We also analyzed prolonged inhibition of EZH2 in eight CRC organoid lines. To our surprise, there were more organoids lines that became more sensitive than those that became more resistant after prolonged treatment. This may be due to the accumulating dysregulation of the transcriptional program, as more and more H3K27me3 repressive marks are removed – and not replaced – from the chromatin over time, although the reduced viability might also have been caused by the dissociation to single cells at the start of passage 2. Alternatively, cells with decreased EZH2 activity may have decreased tumor-initiating potential, resulting in a reduction of outgrowing organoids in passage 2. Interestingly, cellular depletion of the PcG protein BMI1 was demonstrated to reduce stem cell-properties of CRC cells [39], which may suggest that PcG stabilizes stemness in some CRCs. Further, we did not see in any of the eight organoid lines in passage 2 a sudden growth acceleration indicative of a transition to a state at which cells benefit from low EZH2 levels. However, as this transition might require more time to develop or interaction with the microenvironment, adverse effects on patient survival because of prolonged EZH2 inhibition [15] can still be an issue in CRC.

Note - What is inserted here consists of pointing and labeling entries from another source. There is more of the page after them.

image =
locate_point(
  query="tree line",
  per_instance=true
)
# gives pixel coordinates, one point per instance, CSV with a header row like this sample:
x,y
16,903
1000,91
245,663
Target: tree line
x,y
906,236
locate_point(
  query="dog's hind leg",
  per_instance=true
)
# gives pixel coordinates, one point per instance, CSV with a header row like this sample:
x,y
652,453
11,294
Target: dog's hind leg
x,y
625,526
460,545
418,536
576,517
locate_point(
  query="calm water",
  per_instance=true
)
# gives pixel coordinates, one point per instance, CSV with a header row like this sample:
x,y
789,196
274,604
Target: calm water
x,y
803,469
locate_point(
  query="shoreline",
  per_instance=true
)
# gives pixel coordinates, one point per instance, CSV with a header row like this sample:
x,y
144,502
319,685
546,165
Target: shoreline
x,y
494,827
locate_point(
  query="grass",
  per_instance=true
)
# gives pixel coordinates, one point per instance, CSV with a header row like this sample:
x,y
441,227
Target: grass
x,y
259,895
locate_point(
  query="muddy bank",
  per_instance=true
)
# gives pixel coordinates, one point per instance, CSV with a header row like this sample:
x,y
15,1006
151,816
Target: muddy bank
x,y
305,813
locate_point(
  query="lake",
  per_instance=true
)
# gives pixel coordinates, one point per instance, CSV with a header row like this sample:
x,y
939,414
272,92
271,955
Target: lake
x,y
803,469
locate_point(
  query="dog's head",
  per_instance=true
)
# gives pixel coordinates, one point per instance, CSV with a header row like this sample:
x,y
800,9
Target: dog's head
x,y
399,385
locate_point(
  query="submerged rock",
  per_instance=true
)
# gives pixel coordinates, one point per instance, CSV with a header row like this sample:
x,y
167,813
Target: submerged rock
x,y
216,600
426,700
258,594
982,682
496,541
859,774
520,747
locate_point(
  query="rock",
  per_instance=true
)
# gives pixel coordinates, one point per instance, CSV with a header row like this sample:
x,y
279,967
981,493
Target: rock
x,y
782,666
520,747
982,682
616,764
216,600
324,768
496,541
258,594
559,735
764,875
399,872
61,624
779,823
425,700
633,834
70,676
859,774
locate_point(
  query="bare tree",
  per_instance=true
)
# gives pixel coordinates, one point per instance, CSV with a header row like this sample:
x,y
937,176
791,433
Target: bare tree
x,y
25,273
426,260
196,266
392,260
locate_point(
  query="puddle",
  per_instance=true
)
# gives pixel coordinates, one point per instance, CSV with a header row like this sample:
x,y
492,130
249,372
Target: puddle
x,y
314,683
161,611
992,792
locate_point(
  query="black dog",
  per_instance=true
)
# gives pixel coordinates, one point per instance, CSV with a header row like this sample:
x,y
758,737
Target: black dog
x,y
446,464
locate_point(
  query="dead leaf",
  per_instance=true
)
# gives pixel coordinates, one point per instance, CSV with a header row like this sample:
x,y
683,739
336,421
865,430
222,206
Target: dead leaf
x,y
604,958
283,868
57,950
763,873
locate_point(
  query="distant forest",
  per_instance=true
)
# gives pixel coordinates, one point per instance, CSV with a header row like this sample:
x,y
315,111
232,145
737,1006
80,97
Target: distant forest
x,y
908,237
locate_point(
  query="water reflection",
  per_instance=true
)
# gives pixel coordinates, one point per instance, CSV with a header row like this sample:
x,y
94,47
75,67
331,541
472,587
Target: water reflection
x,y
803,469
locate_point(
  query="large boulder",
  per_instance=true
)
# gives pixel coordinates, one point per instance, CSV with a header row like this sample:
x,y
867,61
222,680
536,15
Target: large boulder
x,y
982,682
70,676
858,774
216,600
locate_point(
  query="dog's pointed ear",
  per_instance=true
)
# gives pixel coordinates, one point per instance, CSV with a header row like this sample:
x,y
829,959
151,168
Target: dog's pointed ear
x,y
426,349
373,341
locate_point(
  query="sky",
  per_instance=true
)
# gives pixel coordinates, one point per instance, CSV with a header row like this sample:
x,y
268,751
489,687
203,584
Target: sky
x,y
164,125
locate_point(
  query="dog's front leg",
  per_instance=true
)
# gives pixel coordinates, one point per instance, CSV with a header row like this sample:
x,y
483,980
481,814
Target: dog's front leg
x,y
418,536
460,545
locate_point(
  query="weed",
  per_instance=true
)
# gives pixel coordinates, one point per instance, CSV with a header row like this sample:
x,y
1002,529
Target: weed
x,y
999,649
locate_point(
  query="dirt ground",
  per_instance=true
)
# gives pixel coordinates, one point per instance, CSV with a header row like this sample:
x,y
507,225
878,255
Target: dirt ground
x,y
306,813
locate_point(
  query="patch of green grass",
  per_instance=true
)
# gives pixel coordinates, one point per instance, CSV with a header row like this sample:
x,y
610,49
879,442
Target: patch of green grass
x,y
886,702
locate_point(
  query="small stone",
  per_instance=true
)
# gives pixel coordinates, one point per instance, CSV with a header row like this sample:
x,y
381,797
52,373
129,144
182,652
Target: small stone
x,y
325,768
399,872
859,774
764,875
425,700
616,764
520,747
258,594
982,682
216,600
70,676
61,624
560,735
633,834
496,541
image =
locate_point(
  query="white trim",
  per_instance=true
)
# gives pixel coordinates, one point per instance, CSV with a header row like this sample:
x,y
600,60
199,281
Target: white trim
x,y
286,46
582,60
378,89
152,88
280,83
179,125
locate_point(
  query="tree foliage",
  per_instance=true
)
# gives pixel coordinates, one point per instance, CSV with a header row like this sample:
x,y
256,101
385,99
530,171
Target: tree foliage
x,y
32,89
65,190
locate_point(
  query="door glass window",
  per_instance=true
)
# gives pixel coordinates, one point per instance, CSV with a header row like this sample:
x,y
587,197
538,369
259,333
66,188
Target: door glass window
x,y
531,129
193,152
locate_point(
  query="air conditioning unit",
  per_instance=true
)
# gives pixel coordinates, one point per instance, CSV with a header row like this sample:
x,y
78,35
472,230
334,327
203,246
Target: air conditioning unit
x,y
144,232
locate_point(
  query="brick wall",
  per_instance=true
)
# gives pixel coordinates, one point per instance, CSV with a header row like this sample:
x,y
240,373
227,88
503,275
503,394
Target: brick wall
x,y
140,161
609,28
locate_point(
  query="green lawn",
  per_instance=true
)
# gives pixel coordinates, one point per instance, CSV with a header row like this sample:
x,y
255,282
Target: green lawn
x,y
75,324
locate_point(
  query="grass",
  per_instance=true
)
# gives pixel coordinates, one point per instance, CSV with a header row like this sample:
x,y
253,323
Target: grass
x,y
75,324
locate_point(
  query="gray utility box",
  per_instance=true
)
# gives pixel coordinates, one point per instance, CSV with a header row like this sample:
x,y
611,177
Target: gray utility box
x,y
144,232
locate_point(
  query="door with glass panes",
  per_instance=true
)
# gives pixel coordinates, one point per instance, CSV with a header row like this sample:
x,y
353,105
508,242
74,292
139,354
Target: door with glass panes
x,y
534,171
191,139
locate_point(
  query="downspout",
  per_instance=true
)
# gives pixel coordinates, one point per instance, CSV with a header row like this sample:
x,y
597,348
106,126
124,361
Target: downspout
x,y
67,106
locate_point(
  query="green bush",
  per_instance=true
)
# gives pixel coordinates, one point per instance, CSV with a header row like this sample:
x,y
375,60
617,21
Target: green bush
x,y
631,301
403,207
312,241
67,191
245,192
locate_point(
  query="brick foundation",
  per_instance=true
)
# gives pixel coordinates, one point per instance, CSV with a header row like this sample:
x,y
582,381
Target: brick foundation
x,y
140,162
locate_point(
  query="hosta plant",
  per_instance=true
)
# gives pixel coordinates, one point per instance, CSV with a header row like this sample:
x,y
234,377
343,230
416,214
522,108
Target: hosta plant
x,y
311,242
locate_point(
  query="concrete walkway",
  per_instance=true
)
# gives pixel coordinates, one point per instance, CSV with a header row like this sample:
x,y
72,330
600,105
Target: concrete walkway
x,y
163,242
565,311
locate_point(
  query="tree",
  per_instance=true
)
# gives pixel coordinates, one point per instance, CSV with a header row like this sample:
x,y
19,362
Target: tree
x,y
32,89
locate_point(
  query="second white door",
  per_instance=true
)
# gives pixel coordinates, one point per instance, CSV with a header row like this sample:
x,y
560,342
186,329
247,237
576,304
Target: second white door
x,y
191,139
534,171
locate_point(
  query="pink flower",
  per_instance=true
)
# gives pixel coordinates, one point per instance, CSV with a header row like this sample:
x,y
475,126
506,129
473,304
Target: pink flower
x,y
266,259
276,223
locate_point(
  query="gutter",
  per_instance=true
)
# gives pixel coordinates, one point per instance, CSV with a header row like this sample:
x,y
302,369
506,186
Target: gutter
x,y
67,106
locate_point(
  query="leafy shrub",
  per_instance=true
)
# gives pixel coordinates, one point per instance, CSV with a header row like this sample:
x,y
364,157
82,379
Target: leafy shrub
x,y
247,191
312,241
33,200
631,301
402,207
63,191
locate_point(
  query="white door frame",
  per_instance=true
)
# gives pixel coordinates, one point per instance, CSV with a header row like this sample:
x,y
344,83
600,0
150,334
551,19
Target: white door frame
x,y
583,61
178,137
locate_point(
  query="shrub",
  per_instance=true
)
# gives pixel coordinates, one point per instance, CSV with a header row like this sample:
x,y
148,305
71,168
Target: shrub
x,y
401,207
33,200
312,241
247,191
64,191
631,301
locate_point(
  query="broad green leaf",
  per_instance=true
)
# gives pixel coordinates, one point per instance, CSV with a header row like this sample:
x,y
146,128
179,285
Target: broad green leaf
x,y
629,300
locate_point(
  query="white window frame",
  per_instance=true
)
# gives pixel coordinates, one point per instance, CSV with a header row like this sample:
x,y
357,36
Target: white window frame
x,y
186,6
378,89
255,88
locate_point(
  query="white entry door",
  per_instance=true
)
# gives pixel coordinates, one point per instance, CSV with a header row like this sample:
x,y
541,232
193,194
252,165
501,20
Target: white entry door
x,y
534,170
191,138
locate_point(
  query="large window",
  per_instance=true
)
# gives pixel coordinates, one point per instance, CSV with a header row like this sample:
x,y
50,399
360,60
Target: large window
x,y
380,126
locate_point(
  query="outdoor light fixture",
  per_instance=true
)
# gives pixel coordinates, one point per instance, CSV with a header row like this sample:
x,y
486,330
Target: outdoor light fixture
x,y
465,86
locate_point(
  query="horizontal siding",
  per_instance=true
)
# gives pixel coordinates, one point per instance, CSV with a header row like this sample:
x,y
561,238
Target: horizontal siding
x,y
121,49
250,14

Our further exploration of potential associations between the published organoid properties and GSK126 response yielded a number of associating features. We have found that ATRX-mutant organoid lines are sensitive to GSK126 treatment. ATRX is frequently mutated in tumor cells with alternative lengthening of telomeres (ALT), and its loss has been shown to promote ALT [4042]. It is possible that cancer cells with ALT rely on PRC2 function, and that therefore inactivation of both ATRX and EZH2 is synthetic lethal in CRC. As EZH2 has previously been shown to be involved in DNA damage repair [43, 44], it may help cells to cope with replicative stress at ALT telomeres.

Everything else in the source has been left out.